MFA Program in Creative Writing
OVERVIEW
The MFA Program in Creative Writing offers degree tracks in fiction and poetry, emphasizing the art and craft of literary writing and concentrating on the student's written work. Close work with faculty and visiting writers is encouraged through seminars, conferences, and classroom interaction during the three-year course, the third year of which is normally devoted to thesis preparation.
Students who intend to pursue a career in teaching literature and writing at the college level have the opportunity to study the pedagogy of creative writing. Also offered are classes in the craft of literary publishing, with coursework in both the production of a literary annual (The Idaho Review) and of books for a small press (Ahsahta Press); internships and graduate assistantships are also available with these publishers. The program also publishes Free Poetry featuring essays and poetry from today's leading poets. Graduate students publish the literary magazine cold-drill.
Each spring the program brings a Distinguished Visiting Writer to campus for a semester to teach a course in a special topic of interest within his or her genre, as well as writers from a wide assortment of aesthetics who appear in our reading series.

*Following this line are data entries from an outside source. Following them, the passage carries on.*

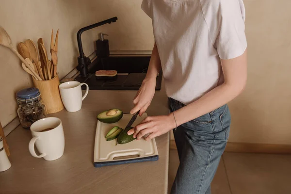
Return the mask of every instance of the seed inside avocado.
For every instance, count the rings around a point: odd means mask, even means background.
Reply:
[[[119,121],[123,116],[120,109],[113,109],[101,113],[97,116],[97,119],[104,123],[114,123]]]
[[[114,110],[110,110],[106,113],[107,116],[113,116],[115,114],[116,114],[116,111]]]

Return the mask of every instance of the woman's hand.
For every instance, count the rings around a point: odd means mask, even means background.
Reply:
[[[156,78],[146,78],[136,96],[133,99],[134,108],[130,111],[130,114],[133,114],[140,111],[139,115],[141,116],[146,112],[150,104],[154,97],[156,90]]]
[[[176,122],[172,113],[167,116],[148,116],[134,129],[129,130],[128,134],[133,134],[133,137],[139,140],[145,135],[150,133],[146,138],[146,140],[149,141],[176,127]]]

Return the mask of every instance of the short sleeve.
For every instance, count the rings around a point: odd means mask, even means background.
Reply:
[[[215,46],[222,59],[230,59],[242,55],[247,46],[244,6],[238,0],[232,0],[232,3],[224,4],[221,2],[217,12],[219,24]]]
[[[152,18],[152,13],[150,6],[151,0],[143,0],[142,3],[142,9],[150,18]]]

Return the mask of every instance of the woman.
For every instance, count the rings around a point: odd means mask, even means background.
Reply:
[[[210,194],[226,146],[226,104],[244,89],[247,42],[242,0],[144,0],[155,45],[130,112],[144,113],[162,69],[171,113],[148,117],[129,131],[150,140],[174,129],[180,164],[171,194]]]

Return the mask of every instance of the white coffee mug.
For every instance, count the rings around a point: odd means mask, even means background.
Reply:
[[[28,148],[32,156],[47,161],[60,158],[65,150],[65,136],[62,121],[58,118],[48,117],[33,123],[30,127],[32,135]],[[34,150],[35,145],[38,155]]]
[[[86,92],[82,96],[81,86],[86,86]],[[79,81],[67,81],[59,86],[62,101],[65,107],[69,112],[76,112],[81,109],[82,101],[87,96],[89,92],[89,86],[86,83]]]

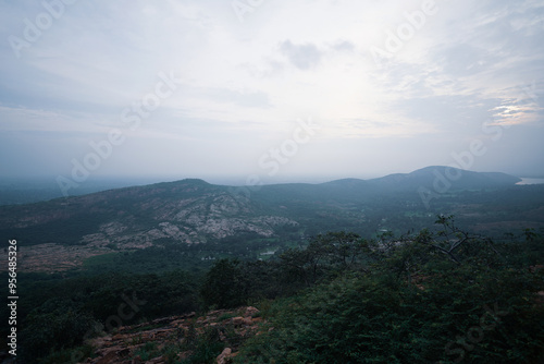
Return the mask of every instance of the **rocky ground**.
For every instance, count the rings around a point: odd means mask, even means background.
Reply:
[[[95,355],[81,363],[170,364],[214,350],[215,363],[226,364],[246,339],[264,329],[263,324],[259,310],[251,306],[160,318],[92,339]]]

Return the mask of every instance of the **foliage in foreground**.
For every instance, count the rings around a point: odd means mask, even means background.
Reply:
[[[268,313],[273,329],[236,362],[544,362],[544,270],[523,264],[542,262],[542,238],[493,244],[437,222],[436,233],[359,241],[367,259],[277,300]],[[524,256],[526,248],[540,255]],[[316,270],[331,269],[321,262]]]

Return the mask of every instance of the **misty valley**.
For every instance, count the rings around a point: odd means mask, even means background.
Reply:
[[[544,184],[520,181],[435,166],[319,184],[181,180],[2,206],[24,298],[18,357],[536,363]]]

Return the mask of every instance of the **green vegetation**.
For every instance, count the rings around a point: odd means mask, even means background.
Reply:
[[[21,274],[21,354],[32,363],[70,363],[74,352],[89,355],[85,339],[120,325],[250,304],[273,329],[246,341],[239,363],[541,361],[542,234],[491,239],[444,216],[430,227],[375,239],[327,232],[304,246],[248,234],[255,250],[162,241],[92,258],[84,271]],[[256,260],[268,244],[279,252]],[[200,259],[210,254],[218,258]],[[183,345],[141,347],[140,357],[174,363],[190,350],[186,363],[208,363],[226,345],[218,330],[187,335]]]

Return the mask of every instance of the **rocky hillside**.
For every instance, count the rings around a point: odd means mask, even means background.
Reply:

PREVIOUS DISTINGUISHED VISITING WRITERS: Joshua Beckman, Greg Hrbek, Stephanie Strickland, Alvin Greenberg, Rebecca Wolff, John Keeble, Ben Doyle and Sandra Miller.
2008 DISTINGUISHED VISITING WRITER: Anthony Doerr.

READING SERIES PARTICIPANTS: Rae Armantrout, Rick Bass, Charles Baxter, Anselm Berrigan, Mei-Mei Berssenbrugge, Robin Blaser, Alyson Hagy, Alan Halsey, Claudia Keelan, Geraldine Monk, Erin Moure, Alice Notley, Chris Offutt, Michael Palmer, Dean Paschal, G.E. Patterson, Tom Raworth, Donald Revell, Leslie Scalapino, Cole Swensen, Larissa Szporluk, Liz Waldner, and Keith and Rosmarie Waldrop.
FACULTY

Martin Corless-Smith
is the director of the MFA Program in Creative Writing and the author of Swallows (Fence Books, 2006), Nota (Fence Books, 2003), Complete Travels (West House Books, 2000) and Of
Piscator, which was published by University of Georgia Press as winner of their 1997 Contemporary Poetry Series
competition, as well as several chapbooks. He holds both an MFA in Poetry from the Writers' Workshop at the University of
Iowa, where he was a Truman Capote Fellow, and an MFA in Fine Arts and Printmaking from SMU. He was a Steffenson Canon
Fellow at University of Utah, where he earned the Ph.D. in Creative Writing.
Janet Holmes
Poet and editor of Ahsahta Press since 2000, Holmes is author of F2F (2006), Humanophone (2001) and The Green
Tuxedo (1998), all from the University of Notre Dame Press, and The Physicist at the Mall, which Joy Harjo
selected for the Anhinga Prize in 1994. Her poems have
twice been chosen to appear in editions of The Best
American Poetry. She is the recipient of numerous
fellowships and prizes, including the Pablo Neruda Prize
from Nimrod Magazine, selected by W.S. Merwin. She holds an MFA from Warren Wilson College and a BA from Duke University. MORE >
Brady Udall
A recipient of many awards and fellowships, Udall received his MFA from the Iowa Writers' Workshop. His widely anthologized stories and non-fiction have been published in journals and magazines such as Story, Esquire, GQ and The Paris Review. He is the author of a short story collection, Letting Loose the Hounds, and a novel, The Miracle Life of Edgar Mint, which was an international bestseller and translated into more than twenty languages.
Mitch Wieland
Mitch Wieland holds an MFA from the University of Alabama, where he served as fiction editor of Black Warrior Review. His novel, Willy Slater’s Lane (SMU Press, 1996), received starred reviews in Publisher’s Weekly and Booklist, and was optioned for a film. The New York Times called Willy Slater’s Lane “immensely moving.” His short stories have appeared in The Southern Review, The Kenyon Review, TriQuarterly, Shenandoah, The Yale Review, Prairie Schooner, The Sewanee Review, and many other journals. In addition to teaching courses in fiction writing and editing/publishing, he serves as founding editor of the award-winning literary journal, The Idaho Review. He is the recipient of a Christopher Isherwood Fellowship, and two Literature Fellowships from The Idaho Commission on the Arts. His new collection of short stories, God’s Dogs, is forthcoming from SMU Press in 2009. He is currently working on a novel set in Tokyo, where he lived for several years.